= Sheriffs in South Africa =

Sheriffs in South Africa are officers of the court and function as the executive arm of the court. They are responsible for serving court processes like summonses and subpoenas. They play an important role in the execution of court orders like the attachments of immovable and movable property; evictions, demolitions etc. The Sheriffs Act 90 of 1986, which came into operation on 1 March 1990, governs the sheriffs' profession. A sheriff is appointed by the Minister of Justice and Correctional Services in terms of Section 2 of the Act.
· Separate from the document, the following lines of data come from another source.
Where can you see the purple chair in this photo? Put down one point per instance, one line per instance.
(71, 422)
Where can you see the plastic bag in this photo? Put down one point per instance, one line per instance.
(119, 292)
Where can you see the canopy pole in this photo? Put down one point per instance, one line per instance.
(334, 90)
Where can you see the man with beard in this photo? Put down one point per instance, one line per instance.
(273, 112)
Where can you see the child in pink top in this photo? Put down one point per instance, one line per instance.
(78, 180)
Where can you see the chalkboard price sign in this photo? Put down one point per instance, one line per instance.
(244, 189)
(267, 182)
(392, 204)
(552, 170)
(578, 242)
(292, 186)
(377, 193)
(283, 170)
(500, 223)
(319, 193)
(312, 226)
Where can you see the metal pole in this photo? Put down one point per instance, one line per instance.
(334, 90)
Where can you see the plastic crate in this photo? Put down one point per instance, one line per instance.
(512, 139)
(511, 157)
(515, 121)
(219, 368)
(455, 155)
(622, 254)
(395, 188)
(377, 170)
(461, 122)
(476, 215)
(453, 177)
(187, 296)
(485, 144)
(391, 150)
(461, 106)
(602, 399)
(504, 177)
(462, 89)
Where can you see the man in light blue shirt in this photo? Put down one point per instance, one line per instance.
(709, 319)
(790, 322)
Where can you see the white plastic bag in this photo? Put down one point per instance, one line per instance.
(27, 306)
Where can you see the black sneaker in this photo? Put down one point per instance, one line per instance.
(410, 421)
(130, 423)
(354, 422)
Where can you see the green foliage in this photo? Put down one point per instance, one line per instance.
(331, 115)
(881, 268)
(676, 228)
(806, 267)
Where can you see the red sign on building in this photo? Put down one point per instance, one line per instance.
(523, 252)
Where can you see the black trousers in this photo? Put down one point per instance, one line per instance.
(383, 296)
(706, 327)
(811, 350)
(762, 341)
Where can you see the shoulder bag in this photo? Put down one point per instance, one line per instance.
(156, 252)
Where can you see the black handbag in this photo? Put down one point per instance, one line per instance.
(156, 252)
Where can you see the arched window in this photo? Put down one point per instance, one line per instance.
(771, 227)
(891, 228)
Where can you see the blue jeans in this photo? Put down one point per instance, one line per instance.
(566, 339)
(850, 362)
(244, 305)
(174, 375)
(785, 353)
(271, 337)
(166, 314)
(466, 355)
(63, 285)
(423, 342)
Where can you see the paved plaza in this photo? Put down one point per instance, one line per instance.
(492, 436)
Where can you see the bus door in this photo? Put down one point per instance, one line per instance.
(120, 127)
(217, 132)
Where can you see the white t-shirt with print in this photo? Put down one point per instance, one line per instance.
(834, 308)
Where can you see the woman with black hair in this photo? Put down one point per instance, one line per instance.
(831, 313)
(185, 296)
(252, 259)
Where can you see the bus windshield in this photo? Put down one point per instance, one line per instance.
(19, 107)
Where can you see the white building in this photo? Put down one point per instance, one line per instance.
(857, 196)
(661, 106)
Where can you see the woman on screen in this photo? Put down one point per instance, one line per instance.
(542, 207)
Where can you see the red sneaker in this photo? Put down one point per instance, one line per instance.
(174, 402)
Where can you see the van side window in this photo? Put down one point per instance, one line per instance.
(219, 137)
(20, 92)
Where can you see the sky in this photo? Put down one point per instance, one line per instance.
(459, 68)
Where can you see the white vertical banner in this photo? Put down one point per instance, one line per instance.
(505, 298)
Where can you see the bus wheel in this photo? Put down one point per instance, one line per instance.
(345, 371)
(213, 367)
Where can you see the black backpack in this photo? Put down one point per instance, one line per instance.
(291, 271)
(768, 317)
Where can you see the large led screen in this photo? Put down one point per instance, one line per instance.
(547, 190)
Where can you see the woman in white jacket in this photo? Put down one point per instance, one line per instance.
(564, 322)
==South African Board for Sheriffs==
The South African Board for Sheriffs is a statutory body established under section 7 of the Sheriffs Act and consists of 11 members appointed by the Minister of Justice and Correctional Services. The Executive Manager of the Board, Sharon Snell is responsible for the day-to-day operations. The Board has as its main responsibility to safeguard the interests of the general public against abuse by the sheriffs. The Board has disciplinary authority over sheriffs and deputy sheriffs.

==Fiduciary duty==
Sheriffs are in a position of trust and collect and receive trust moneys belonging to third parties. Sheriffs have to open and maintain a separate trust account wherein all trust moneys are deposited which they hold or receive on behalf of third parties. Trust moneys do not form part of the assets of the sheriffs estate in the event of insolvency or death.

==Fidelity Fund for Sheriffs==

Section 26 of the Act created the Fidelity Fund for Sheriffs. The Fidelity Fund is controlled and managed by the Board. Its purpose is to compensate persons who suffer a loss due to the inappropriate actions of a sheriff.